Oral administration of resin-purified cornelian cherry extract showed a diversified contribution to the regression of pathological changes induced by a cholesterol-rich diet in the rabbit model. The positive effects were mainly caused by the increased expression of PPAR-α and PPAR-γ in the aorta and LXR-α expression in hepatocytes, as well as a significant impact on the concentration of adipokines—a decrease in the level of leptin and resistin, and an increase in the level of adiponectin. Additionally, a reduction in the thickness of the thoracic and abdominal aorta walls was observed, and a diminution of the I/M ratio. Our study, to our knowledge, for the first time tested the influence of iridoids and anthocyanins extract on PPARs expression in the aorta, and the rabbit model stood out among the popularly used rats and mice models. The results we have obtained confirm the potential contribution of cornelian cherry extract to mitigate the risk of developing and the intensity of symptoms of obesity-related cardiovascular diseases and metabolic disorders such as atherosclerosis or metabolic syndrome. Thus, cornelian cherry extract may become a valuable resource for reducing the adverse effects caused by the Western diet and constitute a promising pharmaceutical agent. However, further research, especially in humans, is required to fully determine the properties of the extract.

Author Contributions

Conceptualization, M.D. and T.S.; methodology, M.D. and T.S.; investigation, M.D., A.Z.K., A.R., A.G., S.D. and T.S.; resources, A.Z.K. and N.P.; statistical analysis, M.D.; visualization, M.D., A.Z.K., A.R. and S.D.; supervision, M.D. and T.S.; writing—original draft preparation, M.D. and T.S.; writing—review and editing, M.D., A.Z.K., A.M., A.R., A.G., S.D., P.D., B.N., M.T., J.M., N.P., A.S. and T.S. All authors have read and agreed to the published version of the manuscript.

Funding

This research received no external funding.

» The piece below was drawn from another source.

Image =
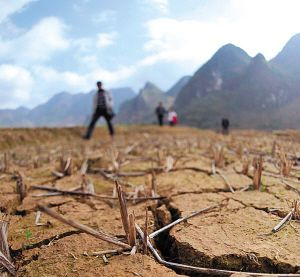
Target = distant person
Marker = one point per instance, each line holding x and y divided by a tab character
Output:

Institutional Review Board Statement

The study was conducted according to the guidelines of the Declaration of Helsinki and approved by the Local Ethics Committee for Animal Experiments at the Hirszfeld Institute of Immunology and Experimental Therapy of the Polish Academy of Science in Wroclaw (Approval code 21/2015).

Data Availability Statement

The data underlying this article will be shared upon request to the corresponding author.

Acknowledgments

The authors are grateful to Joanna Kwiatkowska and Paulina Jawień for support with the experiment’s conduction.

Conflicts of Interest

The authors declare no conflict of interest.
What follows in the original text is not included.